Dave Jennings, "Infotainment Tonight"
Melody Maker, April 24, 1993 (p. 34)
THE INFOTAINMENT SCAN (Permanent)
THIS is an outrage. Mark E Smith has been in this game for 15 years. The laws of capitalist economics demand that each new "alternative" youth entertainment icon should be scrapped after a quick financial killing has been made, so that new models can be marketed. So what the fuck does he think he's doing here, making some of the best music of his life in 1993? Isn't the recession bad enough as it is.
It's almost as if having been shown the door of Phonogram Towers for supposedly producing unsaleable goods, he suddenly felt inspired to make a hit record as the ultimate parting V-sign. "The Infotoinment Scan" is the most light- hearted Fall album ever, the concentrated vitriol of the past replaced by good-humoured piss- taking. The great "It's A Curse", skipping along on its rapidly pulsing bass-line and lovely splintered piano, could be some kind af apology for past grumpiness: "I do not like your tone/ It has ephemeral whingeing aspects.../ I am not unguilty of using it."
You'll gather from the above extract that Smith has lost none of his distinctive way with words. This album is dotted with his trademark piquant observations, from the jokey conspiracy theory encapsulated in the title of "The League Of Bald- Headed Men", to the withering pop-cultural commentary of "A Past Gone Mad". Smith still seems as irritated as ever by most of what he sees around him. It's just that, these days, he sounds like he's decided to laugh all the fuckwits and bastards off, rather than letting them get him down or wind him up.

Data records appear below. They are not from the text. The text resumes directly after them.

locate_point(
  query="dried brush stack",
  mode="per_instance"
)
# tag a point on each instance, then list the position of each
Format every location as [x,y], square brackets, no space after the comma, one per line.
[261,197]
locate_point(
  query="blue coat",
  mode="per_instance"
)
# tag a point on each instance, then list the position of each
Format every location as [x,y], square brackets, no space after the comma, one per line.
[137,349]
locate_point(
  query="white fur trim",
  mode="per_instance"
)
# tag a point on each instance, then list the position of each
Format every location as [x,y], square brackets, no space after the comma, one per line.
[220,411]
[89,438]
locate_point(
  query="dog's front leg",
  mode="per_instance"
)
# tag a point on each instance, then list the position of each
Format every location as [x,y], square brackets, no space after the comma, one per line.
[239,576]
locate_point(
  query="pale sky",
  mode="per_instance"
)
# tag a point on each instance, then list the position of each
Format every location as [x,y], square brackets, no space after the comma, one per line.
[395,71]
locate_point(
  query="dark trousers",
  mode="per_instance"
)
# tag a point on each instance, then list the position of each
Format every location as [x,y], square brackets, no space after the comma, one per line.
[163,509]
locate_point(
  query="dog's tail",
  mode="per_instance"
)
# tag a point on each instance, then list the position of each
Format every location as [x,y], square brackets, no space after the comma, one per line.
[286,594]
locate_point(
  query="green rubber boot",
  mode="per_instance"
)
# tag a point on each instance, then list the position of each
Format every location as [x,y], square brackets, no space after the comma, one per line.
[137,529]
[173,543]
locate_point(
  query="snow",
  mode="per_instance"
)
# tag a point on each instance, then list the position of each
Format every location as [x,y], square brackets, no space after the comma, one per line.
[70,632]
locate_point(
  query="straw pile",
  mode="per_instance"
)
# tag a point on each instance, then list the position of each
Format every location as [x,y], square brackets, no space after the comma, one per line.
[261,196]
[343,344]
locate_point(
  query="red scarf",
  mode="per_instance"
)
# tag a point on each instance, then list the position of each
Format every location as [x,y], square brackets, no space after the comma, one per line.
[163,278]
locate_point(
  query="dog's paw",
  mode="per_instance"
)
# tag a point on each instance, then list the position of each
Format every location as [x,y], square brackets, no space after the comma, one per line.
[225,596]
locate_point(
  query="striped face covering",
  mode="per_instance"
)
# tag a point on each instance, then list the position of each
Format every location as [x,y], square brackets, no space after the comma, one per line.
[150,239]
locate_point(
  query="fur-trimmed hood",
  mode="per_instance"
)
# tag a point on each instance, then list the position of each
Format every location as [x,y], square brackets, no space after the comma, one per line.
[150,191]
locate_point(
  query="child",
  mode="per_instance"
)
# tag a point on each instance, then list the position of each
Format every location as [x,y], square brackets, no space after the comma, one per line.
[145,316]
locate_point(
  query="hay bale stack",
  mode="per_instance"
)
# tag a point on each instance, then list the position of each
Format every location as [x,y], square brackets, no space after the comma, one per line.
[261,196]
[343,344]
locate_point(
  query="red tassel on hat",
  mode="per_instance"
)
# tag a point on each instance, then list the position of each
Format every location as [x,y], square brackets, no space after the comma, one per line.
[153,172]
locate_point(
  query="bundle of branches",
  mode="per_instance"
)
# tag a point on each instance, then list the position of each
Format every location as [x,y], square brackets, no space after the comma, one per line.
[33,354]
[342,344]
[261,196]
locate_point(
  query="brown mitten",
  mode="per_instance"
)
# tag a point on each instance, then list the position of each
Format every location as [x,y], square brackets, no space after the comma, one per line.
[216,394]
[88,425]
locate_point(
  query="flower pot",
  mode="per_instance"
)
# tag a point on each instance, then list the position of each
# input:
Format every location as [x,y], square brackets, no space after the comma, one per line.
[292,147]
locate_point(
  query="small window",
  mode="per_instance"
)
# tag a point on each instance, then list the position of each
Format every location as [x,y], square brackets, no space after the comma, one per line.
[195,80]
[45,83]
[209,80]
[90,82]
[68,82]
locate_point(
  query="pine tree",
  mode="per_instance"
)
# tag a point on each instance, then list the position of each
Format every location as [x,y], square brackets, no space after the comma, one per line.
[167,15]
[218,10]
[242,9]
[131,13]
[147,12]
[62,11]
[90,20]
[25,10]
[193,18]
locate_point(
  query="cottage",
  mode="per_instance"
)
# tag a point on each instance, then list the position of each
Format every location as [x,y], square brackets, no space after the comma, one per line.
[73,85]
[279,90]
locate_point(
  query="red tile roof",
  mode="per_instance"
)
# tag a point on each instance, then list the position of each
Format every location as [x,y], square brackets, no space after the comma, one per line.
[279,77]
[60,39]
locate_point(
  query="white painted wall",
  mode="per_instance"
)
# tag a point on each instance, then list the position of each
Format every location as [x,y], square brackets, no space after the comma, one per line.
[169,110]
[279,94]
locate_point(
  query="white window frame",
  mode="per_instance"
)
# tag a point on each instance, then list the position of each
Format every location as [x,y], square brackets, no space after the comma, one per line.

The messy, throwaway thrashing of "Lost In Music" is fun, but it's still among the weakest things here. More effective musical mischief comes in the form of the deadpan, semi-acoustic reading of the ancient Jess Conrad horror, "I'm Going To Spain", and the lurching glitter-stomp of "Glam Racket". The latter boasts a particularly arresting lyric - a coolly detached dissection of some media darling, which Smith insists has nothing to do with a certain hinged friend of ours. But how else can one interpret the key line, "you are entrenched in Suede"?
The Fall have flirted with dance technology before, and almost consummated the affair on "Code: Selfish". But, directly after the token, disjointed weird-out of "Light/Fireworks", this album contains two of their most convincing attempts at party music - the choppy cover of Lee Perry's "Why Are People Grudgeful?", which recently appeared as a single, and the giddy dancefloor remix of "...Bald-Headed Men", retitled "League Moon Monkey Mix". What's different here is that, at last, Mark E Smith sounds like someone you'd actually want to have at your party. The unique worldview and the pithy putdowns are still present and correct, but now they're all the more effective for being delivered with a sly smile and a sprinkling of tangy, melodic sweetener.
I can't realy argue with the immodest self-review secreted in "Paranoia Man In Cheap Shit Room" "... Man in his early thirties/At the zenith of his powers".